9. What is a leasing “concession”?

A concession, or incentive, is any deviation from the property owner’s asking price. Of note is that concessions are seldom advertised or offered (read: they must always be negotiated.) 

10. Is the “market” rate the amount tenants and buyers generally pay?

The term “market rate” is synonymous with “asking” or “sticker” price, which is generally 10% to 25% higher than either the property owner or listing agent reasonably expects to receive.

Further, because the details of commercial leases are proprietary, the term “market rate” is nothing more than an opinion of value. I view “market rate” as the LOWEST price property owners will accept. Property owners, and their agents, brokers and property managers, see it as the HIGHEST price tenants and buyers will pay. Clearly, we have different ‘opinions’ of value.

11. Aren't commercial lease terms fairly standard?

Not at all. In fact, a commercial lease is a unique and complex transaction made up of many inter-related variables, each of which has an economic value and should be negotiated.  Negotiable terms include, but are not limited to: the initial rental rate, free rent period, rental escalations, lease term, renewal options, tenant improvements, fixturization period, commencement date, warranties, building signage, parking, operating expenses, early termination provisions, holdover provisions, assignment privileges, and personal guarantees.

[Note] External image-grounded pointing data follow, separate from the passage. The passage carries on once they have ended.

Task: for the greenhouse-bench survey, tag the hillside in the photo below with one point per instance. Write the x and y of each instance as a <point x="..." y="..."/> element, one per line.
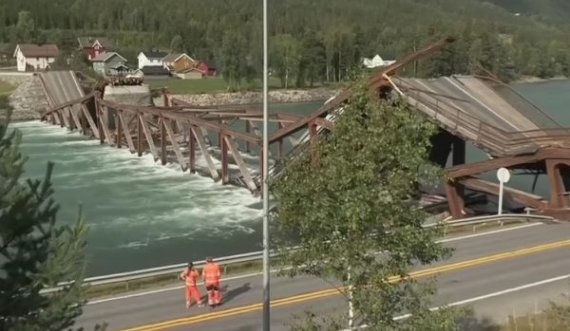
<point x="312" y="41"/>
<point x="545" y="10"/>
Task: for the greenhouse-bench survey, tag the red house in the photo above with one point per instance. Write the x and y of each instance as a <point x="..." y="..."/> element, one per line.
<point x="92" y="47"/>
<point x="206" y="69"/>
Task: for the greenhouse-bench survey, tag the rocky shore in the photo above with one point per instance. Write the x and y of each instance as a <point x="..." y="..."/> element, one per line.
<point x="242" y="98"/>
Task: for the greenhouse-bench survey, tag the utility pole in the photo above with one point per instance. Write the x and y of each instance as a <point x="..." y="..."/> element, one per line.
<point x="265" y="175"/>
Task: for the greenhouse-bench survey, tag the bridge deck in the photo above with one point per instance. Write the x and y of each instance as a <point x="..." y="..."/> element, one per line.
<point x="61" y="87"/>
<point x="487" y="114"/>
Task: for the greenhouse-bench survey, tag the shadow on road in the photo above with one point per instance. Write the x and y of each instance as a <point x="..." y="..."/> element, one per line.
<point x="473" y="324"/>
<point x="231" y="294"/>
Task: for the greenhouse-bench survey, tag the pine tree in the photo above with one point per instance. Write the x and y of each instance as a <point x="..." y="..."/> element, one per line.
<point x="35" y="252"/>
<point x="349" y="197"/>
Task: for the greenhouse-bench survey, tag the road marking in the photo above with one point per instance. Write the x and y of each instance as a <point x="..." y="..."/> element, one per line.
<point x="334" y="291"/>
<point x="475" y="235"/>
<point x="176" y="288"/>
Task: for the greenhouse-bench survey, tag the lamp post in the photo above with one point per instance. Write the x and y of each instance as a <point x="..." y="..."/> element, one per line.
<point x="265" y="175"/>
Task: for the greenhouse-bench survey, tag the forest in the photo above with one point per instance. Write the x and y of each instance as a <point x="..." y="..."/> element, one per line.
<point x="315" y="41"/>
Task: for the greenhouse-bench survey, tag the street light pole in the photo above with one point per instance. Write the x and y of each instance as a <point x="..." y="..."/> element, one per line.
<point x="265" y="176"/>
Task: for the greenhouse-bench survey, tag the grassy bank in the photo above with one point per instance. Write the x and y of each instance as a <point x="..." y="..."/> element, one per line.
<point x="6" y="88"/>
<point x="256" y="266"/>
<point x="209" y="85"/>
<point x="553" y="319"/>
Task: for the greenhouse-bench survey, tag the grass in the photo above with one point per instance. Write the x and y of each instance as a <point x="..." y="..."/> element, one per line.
<point x="235" y="269"/>
<point x="207" y="85"/>
<point x="6" y="88"/>
<point x="550" y="320"/>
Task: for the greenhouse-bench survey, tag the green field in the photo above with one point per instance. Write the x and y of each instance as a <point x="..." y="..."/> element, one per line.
<point x="207" y="85"/>
<point x="6" y="88"/>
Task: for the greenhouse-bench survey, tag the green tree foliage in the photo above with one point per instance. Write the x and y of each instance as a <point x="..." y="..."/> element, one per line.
<point x="25" y="26"/>
<point x="177" y="44"/>
<point x="285" y="57"/>
<point x="35" y="252"/>
<point x="349" y="197"/>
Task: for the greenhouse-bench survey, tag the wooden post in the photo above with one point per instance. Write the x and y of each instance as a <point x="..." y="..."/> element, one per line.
<point x="247" y="130"/>
<point x="240" y="163"/>
<point x="162" y="141"/>
<point x="454" y="199"/>
<point x="175" y="146"/>
<point x="220" y="135"/>
<point x="225" y="161"/>
<point x="313" y="142"/>
<point x="165" y="98"/>
<point x="139" y="136"/>
<point x="149" y="138"/>
<point x="127" y="133"/>
<point x="556" y="184"/>
<point x="119" y="127"/>
<point x="99" y="123"/>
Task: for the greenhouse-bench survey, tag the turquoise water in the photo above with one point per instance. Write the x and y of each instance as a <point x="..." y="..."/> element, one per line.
<point x="142" y="214"/>
<point x="145" y="215"/>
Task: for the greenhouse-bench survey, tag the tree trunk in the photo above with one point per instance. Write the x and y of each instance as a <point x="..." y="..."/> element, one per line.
<point x="350" y="303"/>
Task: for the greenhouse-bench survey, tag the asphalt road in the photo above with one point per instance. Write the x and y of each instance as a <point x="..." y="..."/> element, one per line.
<point x="497" y="273"/>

12. When should I start looking for space?

Done properly, the leasing or buying process generally takes 6 to 9 months to complete, including site research and selection, contract negotiations and constructing interior improvements. However, I suggest getting ahead of the matter by scheduling an annual review of your space requirements with your real estate advisor.

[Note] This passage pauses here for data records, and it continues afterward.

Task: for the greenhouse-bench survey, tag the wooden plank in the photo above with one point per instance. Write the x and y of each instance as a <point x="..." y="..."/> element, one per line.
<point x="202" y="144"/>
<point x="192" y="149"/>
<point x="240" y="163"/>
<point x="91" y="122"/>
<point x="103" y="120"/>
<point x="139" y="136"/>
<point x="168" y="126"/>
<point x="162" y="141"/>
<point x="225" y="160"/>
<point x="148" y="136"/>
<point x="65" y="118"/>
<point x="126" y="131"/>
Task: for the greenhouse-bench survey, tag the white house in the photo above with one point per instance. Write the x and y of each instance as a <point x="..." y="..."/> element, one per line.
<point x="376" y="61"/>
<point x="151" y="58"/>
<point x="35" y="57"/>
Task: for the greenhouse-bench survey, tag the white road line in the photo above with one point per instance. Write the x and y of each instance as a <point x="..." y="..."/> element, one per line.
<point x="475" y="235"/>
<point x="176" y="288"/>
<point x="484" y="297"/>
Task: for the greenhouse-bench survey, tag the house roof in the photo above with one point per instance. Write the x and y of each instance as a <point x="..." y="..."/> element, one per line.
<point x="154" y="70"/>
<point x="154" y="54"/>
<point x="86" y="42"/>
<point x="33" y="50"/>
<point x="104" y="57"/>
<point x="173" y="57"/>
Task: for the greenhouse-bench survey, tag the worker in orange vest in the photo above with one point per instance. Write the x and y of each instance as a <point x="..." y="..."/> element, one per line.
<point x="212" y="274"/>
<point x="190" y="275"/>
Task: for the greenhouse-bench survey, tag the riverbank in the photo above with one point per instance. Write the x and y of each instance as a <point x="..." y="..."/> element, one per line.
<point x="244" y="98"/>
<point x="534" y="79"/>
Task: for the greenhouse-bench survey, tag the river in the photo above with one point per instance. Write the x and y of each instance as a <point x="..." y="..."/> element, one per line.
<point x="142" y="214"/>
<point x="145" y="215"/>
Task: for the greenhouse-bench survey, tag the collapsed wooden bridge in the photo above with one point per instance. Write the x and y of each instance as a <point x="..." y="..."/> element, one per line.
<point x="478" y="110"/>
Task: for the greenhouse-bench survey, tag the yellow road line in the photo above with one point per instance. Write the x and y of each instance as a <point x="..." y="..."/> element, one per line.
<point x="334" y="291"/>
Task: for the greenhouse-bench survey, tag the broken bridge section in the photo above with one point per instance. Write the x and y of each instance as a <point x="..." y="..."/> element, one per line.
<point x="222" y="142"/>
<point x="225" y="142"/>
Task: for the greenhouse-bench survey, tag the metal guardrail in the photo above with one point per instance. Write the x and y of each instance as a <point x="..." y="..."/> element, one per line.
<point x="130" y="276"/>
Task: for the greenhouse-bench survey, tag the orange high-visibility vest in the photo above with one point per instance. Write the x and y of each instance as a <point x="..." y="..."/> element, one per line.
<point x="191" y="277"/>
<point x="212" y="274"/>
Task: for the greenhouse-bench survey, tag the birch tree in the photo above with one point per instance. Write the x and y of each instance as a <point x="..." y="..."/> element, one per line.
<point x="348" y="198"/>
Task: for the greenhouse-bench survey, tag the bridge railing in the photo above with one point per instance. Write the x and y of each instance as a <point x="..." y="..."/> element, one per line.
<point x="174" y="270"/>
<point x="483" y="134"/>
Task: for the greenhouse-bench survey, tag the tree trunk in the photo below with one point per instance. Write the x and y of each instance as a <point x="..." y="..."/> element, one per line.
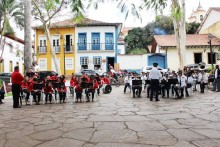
<point x="57" y="67"/>
<point x="28" y="37"/>
<point x="180" y="35"/>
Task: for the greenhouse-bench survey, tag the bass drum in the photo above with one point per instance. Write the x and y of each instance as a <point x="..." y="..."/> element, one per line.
<point x="107" y="89"/>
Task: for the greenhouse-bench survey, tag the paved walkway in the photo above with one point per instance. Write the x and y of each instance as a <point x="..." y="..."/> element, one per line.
<point x="114" y="120"/>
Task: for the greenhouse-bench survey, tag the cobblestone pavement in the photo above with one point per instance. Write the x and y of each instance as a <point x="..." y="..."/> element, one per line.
<point x="114" y="120"/>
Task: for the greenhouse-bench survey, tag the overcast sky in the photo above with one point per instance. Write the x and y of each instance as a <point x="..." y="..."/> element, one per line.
<point x="109" y="12"/>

13. Should my business lease space or purchase a property?

As a rule of thumb, once your business, or medical or dental practice, has established itself as a viable going-concern, and providing you can clearly anticipate your space requirements over the next 3 to 5 years, you should consider owning.

14. Can you also help renegotiate my existing lease? 

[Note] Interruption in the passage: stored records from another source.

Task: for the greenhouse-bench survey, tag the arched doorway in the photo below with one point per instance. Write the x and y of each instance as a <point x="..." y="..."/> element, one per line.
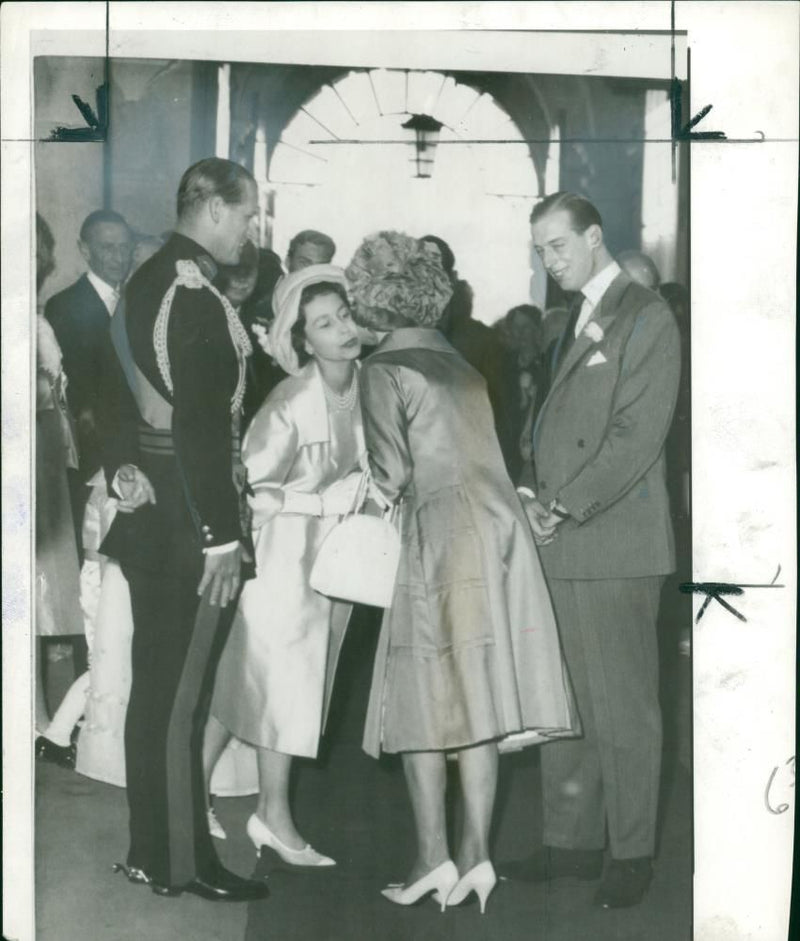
<point x="344" y="165"/>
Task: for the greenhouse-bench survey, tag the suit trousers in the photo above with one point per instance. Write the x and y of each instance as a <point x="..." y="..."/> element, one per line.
<point x="610" y="776"/>
<point x="177" y="643"/>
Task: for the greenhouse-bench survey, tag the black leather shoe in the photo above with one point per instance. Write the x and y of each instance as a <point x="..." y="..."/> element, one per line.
<point x="240" y="890"/>
<point x="132" y="874"/>
<point x="221" y="876"/>
<point x="551" y="863"/>
<point x="45" y="750"/>
<point x="625" y="882"/>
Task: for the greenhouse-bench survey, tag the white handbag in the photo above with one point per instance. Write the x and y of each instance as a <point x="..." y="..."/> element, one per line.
<point x="358" y="559"/>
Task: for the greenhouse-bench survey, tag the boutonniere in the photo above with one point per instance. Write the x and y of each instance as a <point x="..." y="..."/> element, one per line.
<point x="594" y="331"/>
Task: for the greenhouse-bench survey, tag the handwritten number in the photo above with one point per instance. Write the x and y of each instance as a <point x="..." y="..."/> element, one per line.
<point x="781" y="808"/>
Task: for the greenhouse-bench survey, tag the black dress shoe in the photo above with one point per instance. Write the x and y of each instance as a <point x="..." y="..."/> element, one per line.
<point x="132" y="874"/>
<point x="551" y="863"/>
<point x="240" y="890"/>
<point x="625" y="882"/>
<point x="220" y="876"/>
<point x="45" y="750"/>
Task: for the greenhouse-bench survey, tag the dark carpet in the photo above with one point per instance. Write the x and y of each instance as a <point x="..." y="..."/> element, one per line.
<point x="356" y="809"/>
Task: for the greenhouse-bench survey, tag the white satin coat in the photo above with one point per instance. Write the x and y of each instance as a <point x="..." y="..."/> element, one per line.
<point x="276" y="673"/>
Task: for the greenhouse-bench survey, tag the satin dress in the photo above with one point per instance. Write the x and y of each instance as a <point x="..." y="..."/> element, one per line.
<point x="469" y="650"/>
<point x="276" y="673"/>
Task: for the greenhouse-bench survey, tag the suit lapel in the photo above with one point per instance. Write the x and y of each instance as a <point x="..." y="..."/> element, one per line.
<point x="604" y="317"/>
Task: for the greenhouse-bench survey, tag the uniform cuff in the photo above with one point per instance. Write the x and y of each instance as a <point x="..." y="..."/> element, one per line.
<point x="306" y="504"/>
<point x="218" y="550"/>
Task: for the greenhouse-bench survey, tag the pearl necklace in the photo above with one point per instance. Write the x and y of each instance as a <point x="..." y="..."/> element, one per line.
<point x="345" y="401"/>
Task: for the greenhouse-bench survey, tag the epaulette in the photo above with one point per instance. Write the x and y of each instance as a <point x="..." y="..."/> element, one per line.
<point x="208" y="266"/>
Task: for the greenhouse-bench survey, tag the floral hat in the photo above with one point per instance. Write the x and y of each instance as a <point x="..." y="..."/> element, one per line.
<point x="395" y="282"/>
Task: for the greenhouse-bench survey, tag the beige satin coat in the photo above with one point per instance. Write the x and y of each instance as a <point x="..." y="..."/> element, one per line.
<point x="469" y="649"/>
<point x="276" y="672"/>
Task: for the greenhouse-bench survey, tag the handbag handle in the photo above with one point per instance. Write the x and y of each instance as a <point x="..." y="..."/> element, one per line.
<point x="390" y="513"/>
<point x="361" y="493"/>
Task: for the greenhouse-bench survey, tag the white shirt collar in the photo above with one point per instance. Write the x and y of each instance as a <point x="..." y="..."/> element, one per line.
<point x="593" y="291"/>
<point x="108" y="295"/>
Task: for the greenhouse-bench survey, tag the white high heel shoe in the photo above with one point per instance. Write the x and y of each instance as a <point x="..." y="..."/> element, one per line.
<point x="481" y="879"/>
<point x="440" y="881"/>
<point x="261" y="835"/>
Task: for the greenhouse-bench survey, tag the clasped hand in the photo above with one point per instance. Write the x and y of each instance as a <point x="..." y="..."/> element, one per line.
<point x="134" y="488"/>
<point x="222" y="574"/>
<point x="340" y="497"/>
<point x="544" y="521"/>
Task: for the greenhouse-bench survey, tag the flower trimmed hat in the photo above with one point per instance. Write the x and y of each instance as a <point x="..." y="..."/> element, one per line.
<point x="395" y="282"/>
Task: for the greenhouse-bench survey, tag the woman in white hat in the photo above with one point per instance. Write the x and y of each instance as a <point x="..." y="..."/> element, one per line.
<point x="303" y="453"/>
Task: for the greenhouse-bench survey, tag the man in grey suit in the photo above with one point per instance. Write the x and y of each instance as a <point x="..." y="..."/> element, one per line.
<point x="601" y="518"/>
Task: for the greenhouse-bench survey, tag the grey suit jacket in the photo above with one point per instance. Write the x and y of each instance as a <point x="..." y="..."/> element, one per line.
<point x="599" y="440"/>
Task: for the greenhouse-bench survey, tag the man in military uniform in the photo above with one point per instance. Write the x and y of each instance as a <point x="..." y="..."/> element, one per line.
<point x="174" y="384"/>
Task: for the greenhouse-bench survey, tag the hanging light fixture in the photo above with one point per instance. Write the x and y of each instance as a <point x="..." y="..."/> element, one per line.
<point x="426" y="136"/>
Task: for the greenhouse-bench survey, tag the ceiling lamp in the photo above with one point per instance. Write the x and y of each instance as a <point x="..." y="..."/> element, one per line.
<point x="426" y="136"/>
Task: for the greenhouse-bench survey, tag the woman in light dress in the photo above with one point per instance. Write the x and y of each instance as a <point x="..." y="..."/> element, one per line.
<point x="303" y="453"/>
<point x="101" y="695"/>
<point x="57" y="608"/>
<point x="468" y="661"/>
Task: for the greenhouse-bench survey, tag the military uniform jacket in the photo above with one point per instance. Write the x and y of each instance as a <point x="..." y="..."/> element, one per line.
<point x="599" y="440"/>
<point x="198" y="505"/>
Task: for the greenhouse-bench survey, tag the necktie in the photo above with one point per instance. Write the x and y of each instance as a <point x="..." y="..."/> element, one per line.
<point x="569" y="332"/>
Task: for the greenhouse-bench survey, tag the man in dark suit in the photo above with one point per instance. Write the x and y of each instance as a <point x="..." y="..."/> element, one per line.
<point x="601" y="517"/>
<point x="80" y="316"/>
<point x="173" y="390"/>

Absolutely. Even if a business wishes to remain in its current space thorough due diligence should be conducted to confirm vacancies, terms and concessions available elsewhere. This information can then be used to negotiate the most favorable terms possible at the current location.

In short, a lease renegotiation should be treated as a new lease, where every term and condition is addressed and negotiated, and the process started no later than 6 to 9 months prior to the lease expiration date. Tips: Don’t’ wait for the landlord or property manager to contact you about exercising a renewal option or extending a lease. And never disclose your businesses’ circumstances or other buildings you may be looking at to the property manager, listing agent(s) or landlord.

15. What is the CCIM designation?

The CCIM (Certified Commercial Investment Member) designation is the commercial real estate equivalent of being a CPA in accounting. This credential certifies that I have the practical experience and working knowledge to be considered an expert in commercial real estate. Fewer than 5% of all commercial Realtors have earned this designation.

CCIMs have completed a designation curriculum that covers essential CCIM skill sets including ethics, interest-based negotiation, financial analysis, market analysis, user decision analysis, and investment analysis for commercial investment real estate. CCIMs have completed a portfolio demonstrating the depth of their commercial real estate experience. Finally, they have demonstrated their proficiency in the CCIM skill sets by successfully completing a comprehensive examination. Only then is a designation candidate awarded the coveted CCIM pin, joining the ranks of highly skilled commercial and investment real estate experts.